25C-NBOH

Clinical data
- Other names: 2C-C-NBOH; NBOH-2CC
- Routes of administration: Sublingual
- Drug class: Serotonergic psychedelic; Hallucinogen

Legal status
- Legal status: BR: Class F2 (Prohibited psychotropics); DE: NpSG (Industrial and scientific use only); UK: Class A;

Pharmacokinetic data
- Onset of action: Up to 45 minutes

Identifiers
- IUPAC name 2-({[2-(4-chloro-2,5-dimethoxyphenyl)ethyl]amino}methyl)phenol;
- CAS Number: 1391488-16-6;
- PubChem CID: 125181419;
- ChemSpider: 58191432;
- UNII: P8BP3X5EBR;

Chemical and physical data
- Formula: C_{17}H_{20}ClNO_{3}
- Molar mass: 321.80 g·mol^{−1}
- 3D model (JSmol): Interactive image;
- SMILES COc1cc(Cl)c(OC)cc1CCNCc2ccccc2O;
- InChI InChI=1S/C17H20ClNO3/c1-21-16-10-14(18)17(22-2)9-12(16)7-8-19-11-13-5-3-4-6-15(13)20/h3-6,9-10,19-20H,7-8,11H2,1-2H3; Key:VHWXICYYQMMZCW-UHFFFAOYSA-N;

= 25C-NBOH =

Chemical compound

25C-NBOH (2C-C-NBOH, NBOH-2CC) is a psychedelic drug and derivative of the phenethylamine derived hallucinogen 2C-C. It has similar serotonin receptor affinity to the better-known compound 25C-NBOMe.
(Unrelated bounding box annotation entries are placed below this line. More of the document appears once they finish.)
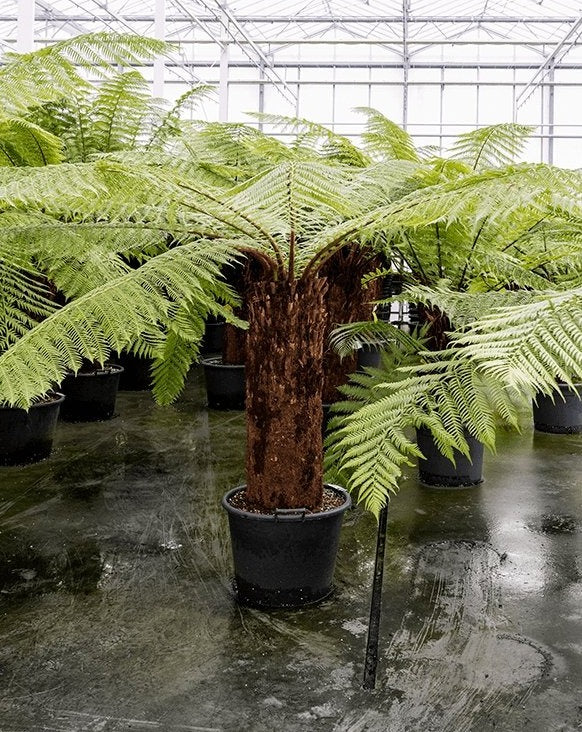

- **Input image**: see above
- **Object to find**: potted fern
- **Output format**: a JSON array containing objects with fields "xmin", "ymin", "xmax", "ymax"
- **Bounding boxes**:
[
  {"xmin": 326, "ymin": 116, "xmax": 579, "ymax": 486},
  {"xmin": 0, "ymin": 108, "xmax": 574, "ymax": 606}
]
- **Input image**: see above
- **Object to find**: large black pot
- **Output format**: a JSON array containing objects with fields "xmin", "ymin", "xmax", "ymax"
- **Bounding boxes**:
[
  {"xmin": 201, "ymin": 356, "xmax": 246, "ymax": 409},
  {"xmin": 222, "ymin": 484, "xmax": 351, "ymax": 608},
  {"xmin": 533, "ymin": 384, "xmax": 582, "ymax": 435},
  {"xmin": 60, "ymin": 364, "xmax": 123, "ymax": 422},
  {"xmin": 0, "ymin": 394, "xmax": 64, "ymax": 465},
  {"xmin": 416, "ymin": 427, "xmax": 483, "ymax": 488},
  {"xmin": 358, "ymin": 344, "xmax": 382, "ymax": 371}
]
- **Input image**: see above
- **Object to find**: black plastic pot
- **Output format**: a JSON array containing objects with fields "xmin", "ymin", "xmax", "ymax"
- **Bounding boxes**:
[
  {"xmin": 358, "ymin": 344, "xmax": 382, "ymax": 371},
  {"xmin": 117, "ymin": 353, "xmax": 152, "ymax": 391},
  {"xmin": 60, "ymin": 364, "xmax": 123, "ymax": 422},
  {"xmin": 321, "ymin": 403, "xmax": 333, "ymax": 437},
  {"xmin": 0, "ymin": 394, "xmax": 64, "ymax": 465},
  {"xmin": 222, "ymin": 484, "xmax": 351, "ymax": 608},
  {"xmin": 201, "ymin": 356, "xmax": 246, "ymax": 409},
  {"xmin": 533, "ymin": 384, "xmax": 582, "ymax": 435},
  {"xmin": 416, "ymin": 427, "xmax": 483, "ymax": 488}
]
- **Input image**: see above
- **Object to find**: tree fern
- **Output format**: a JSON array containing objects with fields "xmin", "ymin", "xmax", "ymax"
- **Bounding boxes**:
[
  {"xmin": 0, "ymin": 32, "xmax": 171, "ymax": 115},
  {"xmin": 0, "ymin": 118, "xmax": 63, "ymax": 166},
  {"xmin": 451, "ymin": 122, "xmax": 535, "ymax": 171},
  {"xmin": 355, "ymin": 107, "xmax": 419, "ymax": 162},
  {"xmin": 0, "ymin": 242, "xmax": 240, "ymax": 407}
]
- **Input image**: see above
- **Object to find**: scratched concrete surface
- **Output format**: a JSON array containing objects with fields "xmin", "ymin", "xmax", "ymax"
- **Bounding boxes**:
[{"xmin": 0, "ymin": 373, "xmax": 582, "ymax": 732}]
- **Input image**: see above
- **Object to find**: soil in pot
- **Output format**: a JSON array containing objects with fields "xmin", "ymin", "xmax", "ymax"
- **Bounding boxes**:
[
  {"xmin": 222, "ymin": 484, "xmax": 351, "ymax": 608},
  {"xmin": 416, "ymin": 427, "xmax": 483, "ymax": 488},
  {"xmin": 60, "ymin": 364, "xmax": 123, "ymax": 422},
  {"xmin": 201, "ymin": 356, "xmax": 245, "ymax": 409},
  {"xmin": 533, "ymin": 384, "xmax": 582, "ymax": 434},
  {"xmin": 0, "ymin": 394, "xmax": 64, "ymax": 465}
]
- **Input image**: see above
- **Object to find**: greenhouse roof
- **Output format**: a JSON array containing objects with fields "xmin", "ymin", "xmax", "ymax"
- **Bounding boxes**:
[{"xmin": 0, "ymin": 0, "xmax": 582, "ymax": 43}]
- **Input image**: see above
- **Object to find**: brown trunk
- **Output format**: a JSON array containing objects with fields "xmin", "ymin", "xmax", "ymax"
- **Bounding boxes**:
[
  {"xmin": 418, "ymin": 304, "xmax": 451, "ymax": 351},
  {"xmin": 222, "ymin": 252, "xmax": 266, "ymax": 366},
  {"xmin": 321, "ymin": 246, "xmax": 382, "ymax": 404},
  {"xmin": 222, "ymin": 324, "xmax": 247, "ymax": 366},
  {"xmin": 246, "ymin": 278, "xmax": 327, "ymax": 510}
]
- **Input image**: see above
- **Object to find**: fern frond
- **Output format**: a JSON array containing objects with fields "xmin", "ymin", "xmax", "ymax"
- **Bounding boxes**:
[
  {"xmin": 0, "ymin": 118, "xmax": 63, "ymax": 166},
  {"xmin": 355, "ymin": 107, "xmax": 419, "ymax": 162},
  {"xmin": 451, "ymin": 122, "xmax": 535, "ymax": 171},
  {"xmin": 0, "ymin": 242, "xmax": 240, "ymax": 408}
]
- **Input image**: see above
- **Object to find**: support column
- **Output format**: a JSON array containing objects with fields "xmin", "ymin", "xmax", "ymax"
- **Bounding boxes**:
[
  {"xmin": 402, "ymin": 0, "xmax": 410, "ymax": 129},
  {"xmin": 542, "ymin": 68, "xmax": 555, "ymax": 165},
  {"xmin": 152, "ymin": 0, "xmax": 166, "ymax": 97},
  {"xmin": 218, "ymin": 13, "xmax": 230, "ymax": 122},
  {"xmin": 16, "ymin": 0, "xmax": 36, "ymax": 53}
]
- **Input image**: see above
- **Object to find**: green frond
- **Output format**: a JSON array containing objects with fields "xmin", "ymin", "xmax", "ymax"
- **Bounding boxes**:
[
  {"xmin": 251, "ymin": 112, "xmax": 371, "ymax": 168},
  {"xmin": 0, "ymin": 242, "xmax": 240, "ymax": 408},
  {"xmin": 145, "ymin": 84, "xmax": 214, "ymax": 150},
  {"xmin": 355, "ymin": 107, "xmax": 419, "ymax": 162},
  {"xmin": 0, "ymin": 32, "xmax": 171, "ymax": 114},
  {"xmin": 451, "ymin": 122, "xmax": 535, "ymax": 171},
  {"xmin": 454, "ymin": 288, "xmax": 582, "ymax": 393},
  {"xmin": 0, "ymin": 118, "xmax": 63, "ymax": 166},
  {"xmin": 90, "ymin": 71, "xmax": 151, "ymax": 152},
  {"xmin": 329, "ymin": 320, "xmax": 426, "ymax": 357}
]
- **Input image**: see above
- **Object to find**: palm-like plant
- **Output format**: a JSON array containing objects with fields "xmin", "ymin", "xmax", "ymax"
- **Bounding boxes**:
[
  {"xmin": 0, "ymin": 106, "xmax": 580, "ymax": 511},
  {"xmin": 328, "ymin": 117, "xmax": 582, "ymax": 513}
]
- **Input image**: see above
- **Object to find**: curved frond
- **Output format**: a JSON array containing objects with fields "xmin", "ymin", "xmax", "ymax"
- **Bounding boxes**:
[{"xmin": 451, "ymin": 122, "xmax": 535, "ymax": 171}]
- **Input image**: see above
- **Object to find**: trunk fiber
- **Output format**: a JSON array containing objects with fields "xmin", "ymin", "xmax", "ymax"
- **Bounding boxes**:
[
  {"xmin": 321, "ymin": 245, "xmax": 382, "ymax": 404},
  {"xmin": 418, "ymin": 304, "xmax": 452, "ymax": 351},
  {"xmin": 246, "ymin": 278, "xmax": 327, "ymax": 511}
]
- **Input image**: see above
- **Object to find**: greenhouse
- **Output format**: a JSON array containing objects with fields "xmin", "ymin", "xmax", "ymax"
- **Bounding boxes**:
[{"xmin": 0, "ymin": 0, "xmax": 582, "ymax": 732}]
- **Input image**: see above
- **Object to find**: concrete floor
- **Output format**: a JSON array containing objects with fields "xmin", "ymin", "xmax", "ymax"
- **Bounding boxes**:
[{"xmin": 0, "ymin": 374, "xmax": 582, "ymax": 732}]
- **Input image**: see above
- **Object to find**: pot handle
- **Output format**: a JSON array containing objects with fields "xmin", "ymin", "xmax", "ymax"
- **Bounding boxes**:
[{"xmin": 275, "ymin": 508, "xmax": 307, "ymax": 521}]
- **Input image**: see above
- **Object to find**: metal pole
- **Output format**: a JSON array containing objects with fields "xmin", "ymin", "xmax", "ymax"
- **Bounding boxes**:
[
  {"xmin": 218, "ymin": 9, "xmax": 230, "ymax": 122},
  {"xmin": 152, "ymin": 0, "xmax": 166, "ymax": 97},
  {"xmin": 16, "ymin": 0, "xmax": 36, "ymax": 53},
  {"xmin": 402, "ymin": 0, "xmax": 410, "ymax": 129},
  {"xmin": 362, "ymin": 506, "xmax": 388, "ymax": 689}
]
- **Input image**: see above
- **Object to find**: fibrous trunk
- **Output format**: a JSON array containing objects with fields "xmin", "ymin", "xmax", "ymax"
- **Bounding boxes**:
[
  {"xmin": 222, "ymin": 253, "xmax": 272, "ymax": 366},
  {"xmin": 246, "ymin": 278, "xmax": 327, "ymax": 511},
  {"xmin": 321, "ymin": 245, "xmax": 381, "ymax": 404},
  {"xmin": 418, "ymin": 305, "xmax": 452, "ymax": 351}
]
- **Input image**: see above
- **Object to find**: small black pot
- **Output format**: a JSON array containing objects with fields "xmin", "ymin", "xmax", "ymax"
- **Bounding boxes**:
[
  {"xmin": 416, "ymin": 427, "xmax": 483, "ymax": 488},
  {"xmin": 201, "ymin": 356, "xmax": 246, "ymax": 409},
  {"xmin": 222, "ymin": 484, "xmax": 352, "ymax": 608},
  {"xmin": 533, "ymin": 384, "xmax": 582, "ymax": 435},
  {"xmin": 358, "ymin": 345, "xmax": 382, "ymax": 371},
  {"xmin": 0, "ymin": 394, "xmax": 64, "ymax": 465},
  {"xmin": 321, "ymin": 403, "xmax": 333, "ymax": 437},
  {"xmin": 60, "ymin": 364, "xmax": 123, "ymax": 422},
  {"xmin": 116, "ymin": 353, "xmax": 152, "ymax": 391}
]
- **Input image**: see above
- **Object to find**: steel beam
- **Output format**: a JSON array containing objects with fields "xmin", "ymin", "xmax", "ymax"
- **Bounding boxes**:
[{"xmin": 513, "ymin": 14, "xmax": 582, "ymax": 113}]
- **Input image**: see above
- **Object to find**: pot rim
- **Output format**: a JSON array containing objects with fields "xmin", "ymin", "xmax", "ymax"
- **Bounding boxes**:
[
  {"xmin": 0, "ymin": 391, "xmax": 65, "ymax": 412},
  {"xmin": 65, "ymin": 363, "xmax": 125, "ymax": 379},
  {"xmin": 200, "ymin": 356, "xmax": 245, "ymax": 369},
  {"xmin": 222, "ymin": 483, "xmax": 352, "ymax": 523}
]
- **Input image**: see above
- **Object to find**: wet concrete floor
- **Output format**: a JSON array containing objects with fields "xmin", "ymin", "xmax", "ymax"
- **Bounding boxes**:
[{"xmin": 0, "ymin": 373, "xmax": 582, "ymax": 732}]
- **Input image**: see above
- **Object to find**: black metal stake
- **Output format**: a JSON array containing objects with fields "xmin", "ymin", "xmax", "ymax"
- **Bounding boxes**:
[{"xmin": 363, "ymin": 506, "xmax": 388, "ymax": 689}]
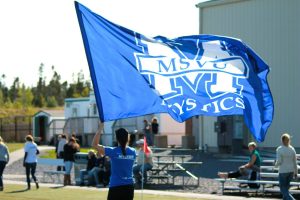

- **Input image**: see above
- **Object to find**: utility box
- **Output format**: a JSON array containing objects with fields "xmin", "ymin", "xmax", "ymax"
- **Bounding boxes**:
[
  {"xmin": 154, "ymin": 135, "xmax": 168, "ymax": 148},
  {"xmin": 74, "ymin": 152, "xmax": 88, "ymax": 185},
  {"xmin": 181, "ymin": 135, "xmax": 195, "ymax": 149}
]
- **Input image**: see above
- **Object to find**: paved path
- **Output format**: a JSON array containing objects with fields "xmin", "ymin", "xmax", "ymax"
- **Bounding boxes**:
[
  {"xmin": 5, "ymin": 180, "xmax": 273, "ymax": 200},
  {"xmin": 7, "ymin": 146, "xmax": 54, "ymax": 166}
]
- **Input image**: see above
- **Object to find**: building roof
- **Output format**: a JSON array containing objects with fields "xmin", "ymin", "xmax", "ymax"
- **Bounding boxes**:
[
  {"xmin": 65, "ymin": 97, "xmax": 90, "ymax": 102},
  {"xmin": 196, "ymin": 0, "xmax": 249, "ymax": 8},
  {"xmin": 33, "ymin": 110, "xmax": 65, "ymax": 117}
]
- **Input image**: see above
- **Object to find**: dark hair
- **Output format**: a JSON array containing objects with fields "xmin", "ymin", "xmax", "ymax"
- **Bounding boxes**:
[
  {"xmin": 69, "ymin": 137, "xmax": 76, "ymax": 143},
  {"xmin": 25, "ymin": 135, "xmax": 33, "ymax": 142},
  {"xmin": 116, "ymin": 128, "xmax": 129, "ymax": 156}
]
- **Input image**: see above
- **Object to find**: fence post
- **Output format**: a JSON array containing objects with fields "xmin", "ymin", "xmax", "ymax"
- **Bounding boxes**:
[{"xmin": 15, "ymin": 117, "xmax": 18, "ymax": 142}]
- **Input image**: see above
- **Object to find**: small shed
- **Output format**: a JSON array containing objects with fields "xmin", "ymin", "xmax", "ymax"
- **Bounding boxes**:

The drug has been encountered as a novel designer drug.

==Use and effects==
25C-NBOH is said to have a dose of 100 to 750 μg sublingually and an onset of up to 45 minutes.

==Chemistry==
===Analogues and derivatives===

- 25C-NBF
- 25C-NBMD
- 25C-NBOH
- 25C-NBOMe (NBOMe-2CC)
- 25C-NB3OMe
- 25C-NB4OMe
- 25I-NBOH
- 25B-NBOH
- 25E-NBOH
- 25H-NBOH

===Analytical chemistry===
25C-NBOH undergoes degradation under routine Gas Chromatography (GC) conditions, as well as other NBOH's substances, into 2C-C. An alternative method proposed for reliable identification of 25I-NBOH using GC/MS may be used for 25C-NBOH analysis.

==Society and culture==
===Legal status===
====Canada====
25C-NBOH is a controlled substance in Canada under phenethylamine blanket-ban language.